Human genome. Where are we?

Roa Zubia, Guillermo

Elhuyar Zientzia

The main contribution of science in 2000 has been the sequencing of the human genome. However, the closure of this work has already been announced on three occasions: April 2000, June and February this year. For those who know how to read the small letter it is clear that genome sequencing is not over. So why does it often appear in the media? What is it for? Where are we with this research?

On 13 February, the most prestigious scientific journals in the world, Nature and Science, published a special issue to present two drafts of the human genome. The organization of the International Human Genome Project and the private company Celera Genomics were presented, respectively. On the eve of the event, presentations were held in five cities around the world to make the sequencing known to the press.

The trajectory of this gigantic work has been mentioned on numerous occasions. In 1990 the public project was launched with a strategy according to existing technology. They expected work to end in about fifteen years. As new technologies developed, the need for faster methodologies increased. Thus, the reading time of the entire sequence was reduced until 2003 at most.

In 1998, a public project worker, inventing an even faster methodology, created with the same objective the private company Celera Genomics. After testing the new method with the genome of other organisms (after sequencing the Drosophila melanogaster fly genome), the sequencing of the human genome begins. In June 2000 both entities announced their collaboration.

General map

Each entity has submitted its draft. They are therefore two sketches of the same genome. Two numbers have been published for the number of genes announced and the size of the genome. This result is the result of using two different approaches. In general, similar qualitative results have been obtained, but we must bear in mind that both techniques are not comparable.

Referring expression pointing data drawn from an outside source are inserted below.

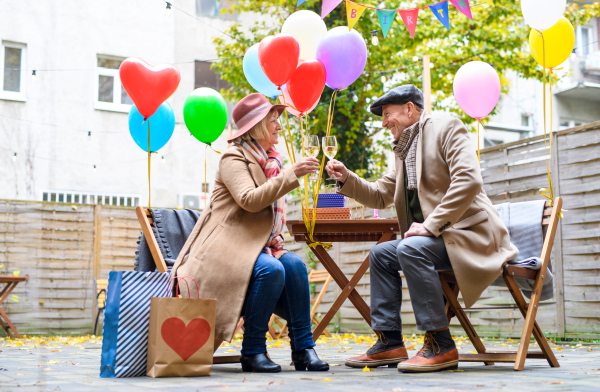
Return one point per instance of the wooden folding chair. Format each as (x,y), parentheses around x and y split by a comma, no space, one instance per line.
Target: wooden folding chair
(315,276)
(101,285)
(528,310)
(146,222)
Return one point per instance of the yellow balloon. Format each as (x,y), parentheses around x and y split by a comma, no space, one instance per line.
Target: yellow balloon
(559,42)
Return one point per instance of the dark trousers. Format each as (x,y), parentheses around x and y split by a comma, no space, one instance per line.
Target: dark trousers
(284,280)
(419,258)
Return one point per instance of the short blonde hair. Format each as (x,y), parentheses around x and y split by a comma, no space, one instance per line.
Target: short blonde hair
(259,131)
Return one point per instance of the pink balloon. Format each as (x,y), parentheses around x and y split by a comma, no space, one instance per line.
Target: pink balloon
(288,101)
(477,88)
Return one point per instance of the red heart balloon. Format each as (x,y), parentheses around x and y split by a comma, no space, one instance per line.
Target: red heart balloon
(278,56)
(185,340)
(306,84)
(148,86)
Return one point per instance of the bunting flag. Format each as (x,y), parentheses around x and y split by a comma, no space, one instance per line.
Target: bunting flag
(328,6)
(410,18)
(441,12)
(386,18)
(354,12)
(463,6)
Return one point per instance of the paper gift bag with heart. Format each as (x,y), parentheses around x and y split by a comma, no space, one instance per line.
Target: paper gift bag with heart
(181,336)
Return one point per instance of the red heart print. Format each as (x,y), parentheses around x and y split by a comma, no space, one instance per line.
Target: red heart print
(185,340)
(148,86)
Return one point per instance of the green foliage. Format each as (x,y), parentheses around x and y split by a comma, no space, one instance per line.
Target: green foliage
(497,35)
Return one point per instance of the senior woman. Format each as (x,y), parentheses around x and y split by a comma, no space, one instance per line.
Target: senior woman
(236,248)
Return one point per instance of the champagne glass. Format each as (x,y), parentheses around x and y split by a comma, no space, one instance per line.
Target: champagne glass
(311,149)
(330,149)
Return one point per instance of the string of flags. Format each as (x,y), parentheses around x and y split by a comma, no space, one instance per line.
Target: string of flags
(409,16)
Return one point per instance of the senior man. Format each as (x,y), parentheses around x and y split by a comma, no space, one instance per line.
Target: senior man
(447,223)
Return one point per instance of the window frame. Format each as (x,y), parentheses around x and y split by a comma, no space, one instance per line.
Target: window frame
(13,95)
(115,105)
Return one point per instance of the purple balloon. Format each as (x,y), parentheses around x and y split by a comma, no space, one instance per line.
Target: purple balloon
(344,55)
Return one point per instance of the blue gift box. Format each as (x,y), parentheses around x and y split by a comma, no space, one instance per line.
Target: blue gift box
(331,200)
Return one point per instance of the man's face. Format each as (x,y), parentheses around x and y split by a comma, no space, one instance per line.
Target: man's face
(397,118)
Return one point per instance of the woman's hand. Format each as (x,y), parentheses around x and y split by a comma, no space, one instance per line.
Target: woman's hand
(276,243)
(337,169)
(304,166)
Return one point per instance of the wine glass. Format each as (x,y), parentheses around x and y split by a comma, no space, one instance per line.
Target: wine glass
(311,149)
(330,149)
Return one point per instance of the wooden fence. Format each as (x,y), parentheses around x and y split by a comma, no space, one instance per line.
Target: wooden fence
(63,247)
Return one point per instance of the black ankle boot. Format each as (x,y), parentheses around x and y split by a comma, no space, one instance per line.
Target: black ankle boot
(386,340)
(308,360)
(259,363)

The strategy selected by the public project is based on a previously elaborated map. Once the first map is completed, look for the sequence. This technique, although slow, has obtained good results. It is a clone methodology.

Scientific American Magazine July 2000.

Many copies of the genome are divided by restriction enzymes. These enzymes cut DNA in specific places. To prevent the formation of excessively small fragments of genome the reaction is cut. The result of this first step is to divide some 150,000 base pairs into parts. These parts are integrated into the artificial chromosomes of bacteria (Bacterial Artificial Chromosomes, BAC). Thus, when the bacteria reproduce, numerous copies of this fragment of DNA, the clones, are generated.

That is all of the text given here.